Benchmarks provide standardized evaluation datasets and protocols for comparing model performance. The following table covers major benchmarks used in language model evaluation, code generation, and reasoning tasks. Scores are approximate and reflect published results as of early 2025.

Language Model Benchmarks

Benchmark	Task Type	Metric	Dataset Size	Description
MMLU	Knowledge / reasoning	Accuracy (5-shot)	15,908 questions across 57 subjects	Massive Multitask Language Understanding. Multiple-choice questions spanning STEM, humanities, social sciences, and professional domains. Tests breadth of knowledge.
HellaSwag	Commonsense reasoning	Accuracy (10-shot)	10,042 questions	Sentence completion requiring commonsense reasoning about physical and social situations. Adversarially filtered to be easy for humans but difficult for models.
ARC (Challenge)	Science reasoning	Accuracy (25-shot)	2,590 questions (Challenge set)	AI2 Reasoning Challenge. Grade-school science questions partitioned into Easy and Challenge sets. Challenge set contains questions that retrieval and co-occurrence methods fail on.
WinoGrande	Coreference resolution	Accuracy (5-shot)	1,267 problems	Fill-in-the-blank coreference problems requiring commonsense reasoning. Adversarially constructed and crowdsource-validated for quality.
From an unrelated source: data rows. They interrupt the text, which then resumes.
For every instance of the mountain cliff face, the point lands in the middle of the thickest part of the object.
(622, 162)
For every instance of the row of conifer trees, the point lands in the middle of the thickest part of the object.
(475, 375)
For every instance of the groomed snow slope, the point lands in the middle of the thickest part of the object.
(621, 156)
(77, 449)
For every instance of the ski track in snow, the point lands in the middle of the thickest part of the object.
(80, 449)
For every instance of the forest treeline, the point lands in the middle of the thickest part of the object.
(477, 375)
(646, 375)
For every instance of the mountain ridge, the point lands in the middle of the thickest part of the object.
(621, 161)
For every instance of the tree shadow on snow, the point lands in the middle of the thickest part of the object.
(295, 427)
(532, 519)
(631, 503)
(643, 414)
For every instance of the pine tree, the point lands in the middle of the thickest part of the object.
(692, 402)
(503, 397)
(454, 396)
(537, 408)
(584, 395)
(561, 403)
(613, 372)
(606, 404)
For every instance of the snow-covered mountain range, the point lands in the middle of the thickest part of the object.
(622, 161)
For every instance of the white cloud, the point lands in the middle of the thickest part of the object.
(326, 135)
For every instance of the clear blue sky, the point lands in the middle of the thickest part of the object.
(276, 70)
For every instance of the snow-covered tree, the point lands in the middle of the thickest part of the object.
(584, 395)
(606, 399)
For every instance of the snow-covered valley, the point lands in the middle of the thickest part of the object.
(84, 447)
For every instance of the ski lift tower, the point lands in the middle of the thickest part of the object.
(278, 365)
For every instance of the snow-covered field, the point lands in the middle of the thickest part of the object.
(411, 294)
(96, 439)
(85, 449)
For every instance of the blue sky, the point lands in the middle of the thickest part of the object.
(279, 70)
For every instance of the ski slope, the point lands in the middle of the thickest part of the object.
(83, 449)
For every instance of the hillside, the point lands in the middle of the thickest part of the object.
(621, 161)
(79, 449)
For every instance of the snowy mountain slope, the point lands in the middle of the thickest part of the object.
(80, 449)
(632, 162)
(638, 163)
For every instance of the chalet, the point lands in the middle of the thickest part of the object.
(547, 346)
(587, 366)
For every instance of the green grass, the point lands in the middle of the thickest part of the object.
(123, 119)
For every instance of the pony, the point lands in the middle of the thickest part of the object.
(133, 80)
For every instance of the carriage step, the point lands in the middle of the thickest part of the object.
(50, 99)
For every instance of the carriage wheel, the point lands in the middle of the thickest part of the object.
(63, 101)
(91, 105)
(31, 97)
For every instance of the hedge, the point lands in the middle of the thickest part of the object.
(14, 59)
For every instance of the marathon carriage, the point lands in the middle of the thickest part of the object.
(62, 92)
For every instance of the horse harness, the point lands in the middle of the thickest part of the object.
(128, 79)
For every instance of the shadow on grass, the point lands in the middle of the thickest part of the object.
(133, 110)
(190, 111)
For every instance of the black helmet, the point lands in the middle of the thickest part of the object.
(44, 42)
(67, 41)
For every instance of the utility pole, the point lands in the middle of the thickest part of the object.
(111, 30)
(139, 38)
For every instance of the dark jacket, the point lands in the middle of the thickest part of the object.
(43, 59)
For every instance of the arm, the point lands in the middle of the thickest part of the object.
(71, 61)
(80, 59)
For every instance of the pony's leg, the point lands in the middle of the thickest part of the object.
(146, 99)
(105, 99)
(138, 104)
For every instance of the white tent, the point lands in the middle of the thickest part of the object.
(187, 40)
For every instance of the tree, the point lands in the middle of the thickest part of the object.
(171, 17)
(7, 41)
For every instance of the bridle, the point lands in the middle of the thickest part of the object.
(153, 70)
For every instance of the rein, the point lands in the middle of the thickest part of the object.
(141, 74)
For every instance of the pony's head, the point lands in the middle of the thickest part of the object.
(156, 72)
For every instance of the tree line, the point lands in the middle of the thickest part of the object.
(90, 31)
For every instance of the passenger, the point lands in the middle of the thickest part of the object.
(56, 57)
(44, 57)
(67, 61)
TruthfulQA	Truthfulness	MC1 / MC2 accuracy	817 questions	Questions designed to elicit common misconceptions and falsehoods. Tests whether models generate truthful answers rather than repeating popular but incorrect claims.
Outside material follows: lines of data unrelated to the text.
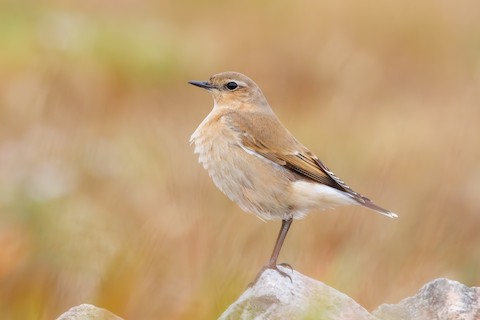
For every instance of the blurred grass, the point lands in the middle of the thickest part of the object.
(102, 200)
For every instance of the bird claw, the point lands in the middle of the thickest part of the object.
(274, 267)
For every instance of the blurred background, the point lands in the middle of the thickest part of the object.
(102, 200)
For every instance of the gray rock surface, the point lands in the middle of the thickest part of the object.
(276, 297)
(88, 312)
(440, 299)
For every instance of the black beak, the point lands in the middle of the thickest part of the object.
(202, 84)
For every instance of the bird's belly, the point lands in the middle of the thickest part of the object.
(256, 184)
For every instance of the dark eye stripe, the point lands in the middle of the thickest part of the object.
(231, 85)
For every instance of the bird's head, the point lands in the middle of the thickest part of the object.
(234, 90)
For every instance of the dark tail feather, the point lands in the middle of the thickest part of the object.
(369, 204)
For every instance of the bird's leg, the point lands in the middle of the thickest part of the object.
(272, 264)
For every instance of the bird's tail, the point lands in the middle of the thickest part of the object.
(364, 201)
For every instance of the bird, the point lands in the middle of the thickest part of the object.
(257, 163)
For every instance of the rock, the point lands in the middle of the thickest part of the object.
(276, 297)
(88, 312)
(439, 299)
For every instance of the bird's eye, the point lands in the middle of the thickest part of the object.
(231, 86)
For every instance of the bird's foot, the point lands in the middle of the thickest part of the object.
(273, 267)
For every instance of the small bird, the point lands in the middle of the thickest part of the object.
(258, 163)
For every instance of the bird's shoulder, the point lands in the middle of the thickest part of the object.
(264, 135)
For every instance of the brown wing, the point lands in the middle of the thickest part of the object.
(305, 164)
(274, 142)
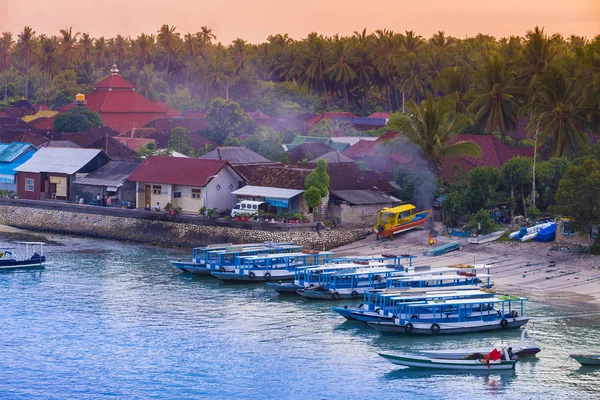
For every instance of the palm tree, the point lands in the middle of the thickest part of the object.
(557, 111)
(431, 127)
(26, 51)
(363, 59)
(495, 103)
(455, 83)
(340, 71)
(48, 59)
(168, 39)
(86, 44)
(6, 46)
(67, 43)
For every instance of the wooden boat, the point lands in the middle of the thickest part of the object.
(587, 359)
(490, 237)
(436, 363)
(521, 349)
(24, 255)
(391, 221)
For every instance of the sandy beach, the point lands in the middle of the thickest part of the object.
(530, 269)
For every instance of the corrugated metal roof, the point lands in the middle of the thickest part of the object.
(58, 160)
(264, 191)
(358, 197)
(114, 173)
(10, 152)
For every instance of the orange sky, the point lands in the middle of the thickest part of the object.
(254, 20)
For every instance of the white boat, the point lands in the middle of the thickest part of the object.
(527, 232)
(490, 237)
(436, 363)
(521, 349)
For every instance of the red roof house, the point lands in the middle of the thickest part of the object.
(186, 182)
(120, 106)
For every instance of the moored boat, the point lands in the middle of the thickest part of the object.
(434, 363)
(587, 359)
(391, 221)
(24, 255)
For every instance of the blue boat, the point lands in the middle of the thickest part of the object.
(213, 257)
(457, 316)
(276, 266)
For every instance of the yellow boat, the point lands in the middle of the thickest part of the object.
(399, 219)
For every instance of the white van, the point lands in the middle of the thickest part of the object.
(246, 207)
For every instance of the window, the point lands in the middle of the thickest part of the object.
(568, 230)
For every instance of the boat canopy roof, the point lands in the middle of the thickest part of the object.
(398, 209)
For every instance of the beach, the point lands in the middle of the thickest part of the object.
(531, 268)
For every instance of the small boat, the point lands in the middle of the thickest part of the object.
(587, 359)
(25, 255)
(521, 349)
(525, 234)
(391, 221)
(436, 363)
(490, 237)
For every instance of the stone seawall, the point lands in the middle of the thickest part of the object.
(162, 233)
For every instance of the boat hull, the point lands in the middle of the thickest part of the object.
(457, 365)
(389, 328)
(587, 359)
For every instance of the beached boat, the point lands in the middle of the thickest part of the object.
(434, 363)
(521, 349)
(490, 237)
(391, 221)
(456, 316)
(24, 255)
(587, 360)
(525, 234)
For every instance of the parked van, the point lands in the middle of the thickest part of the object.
(246, 207)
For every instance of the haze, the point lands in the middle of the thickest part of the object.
(254, 20)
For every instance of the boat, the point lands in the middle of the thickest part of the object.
(456, 316)
(24, 255)
(525, 234)
(436, 363)
(490, 237)
(587, 360)
(521, 349)
(391, 221)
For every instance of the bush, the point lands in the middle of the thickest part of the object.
(483, 222)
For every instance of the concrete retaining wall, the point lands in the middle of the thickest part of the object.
(163, 232)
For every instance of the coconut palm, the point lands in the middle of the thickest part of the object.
(68, 41)
(6, 47)
(26, 51)
(495, 103)
(168, 39)
(557, 111)
(431, 127)
(455, 83)
(340, 59)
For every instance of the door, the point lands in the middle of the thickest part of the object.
(147, 195)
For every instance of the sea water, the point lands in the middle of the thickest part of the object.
(109, 320)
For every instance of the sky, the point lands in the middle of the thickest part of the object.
(255, 20)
GSM8K	Math reasoning	Accuracy (exact match, 5-shot CoT)	8,500 problems (1,319 test)	Grade School Math 8K. Multi-step arithmetic word problems requiring 2-8 reasoning steps. Tests mathematical reasoning with chain-of-thought prompting.
HumanEval	Code generation	pass@1 (functional correctness)	164 problems	Python programming problems with function signatures, docstrings, and unit tests. Measures functional correctness of generated code, not just syntactic validity.
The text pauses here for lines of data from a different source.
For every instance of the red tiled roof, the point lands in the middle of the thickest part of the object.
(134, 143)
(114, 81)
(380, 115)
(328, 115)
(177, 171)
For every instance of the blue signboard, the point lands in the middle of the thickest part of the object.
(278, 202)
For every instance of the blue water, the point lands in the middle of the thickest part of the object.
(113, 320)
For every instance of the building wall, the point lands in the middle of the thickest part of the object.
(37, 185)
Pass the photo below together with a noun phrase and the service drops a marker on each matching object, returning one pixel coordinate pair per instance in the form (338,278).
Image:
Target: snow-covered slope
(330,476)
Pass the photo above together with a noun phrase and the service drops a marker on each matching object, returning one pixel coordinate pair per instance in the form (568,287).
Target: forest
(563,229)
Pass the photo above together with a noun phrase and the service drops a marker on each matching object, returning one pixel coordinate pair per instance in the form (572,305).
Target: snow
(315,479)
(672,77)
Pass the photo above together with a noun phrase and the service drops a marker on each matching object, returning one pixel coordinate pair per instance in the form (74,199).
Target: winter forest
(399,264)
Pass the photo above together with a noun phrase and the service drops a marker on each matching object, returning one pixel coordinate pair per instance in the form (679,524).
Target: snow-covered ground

MBPP	Code generation	pass@1	974 problems (500 test)	Mostly Basic Python Problems. Short Python functions covering basic programming constructs. Complements HumanEval with more diverse problem types.
MATH	Mathematics	Accuracy (exact match)	12,500 problems (5,000 test)	Competition-level mathematics problems from AMC, AIME, and other competitions. Covers algebra, geometry, number theory, combinatorics, and calculus. Difficulty levels 1-5.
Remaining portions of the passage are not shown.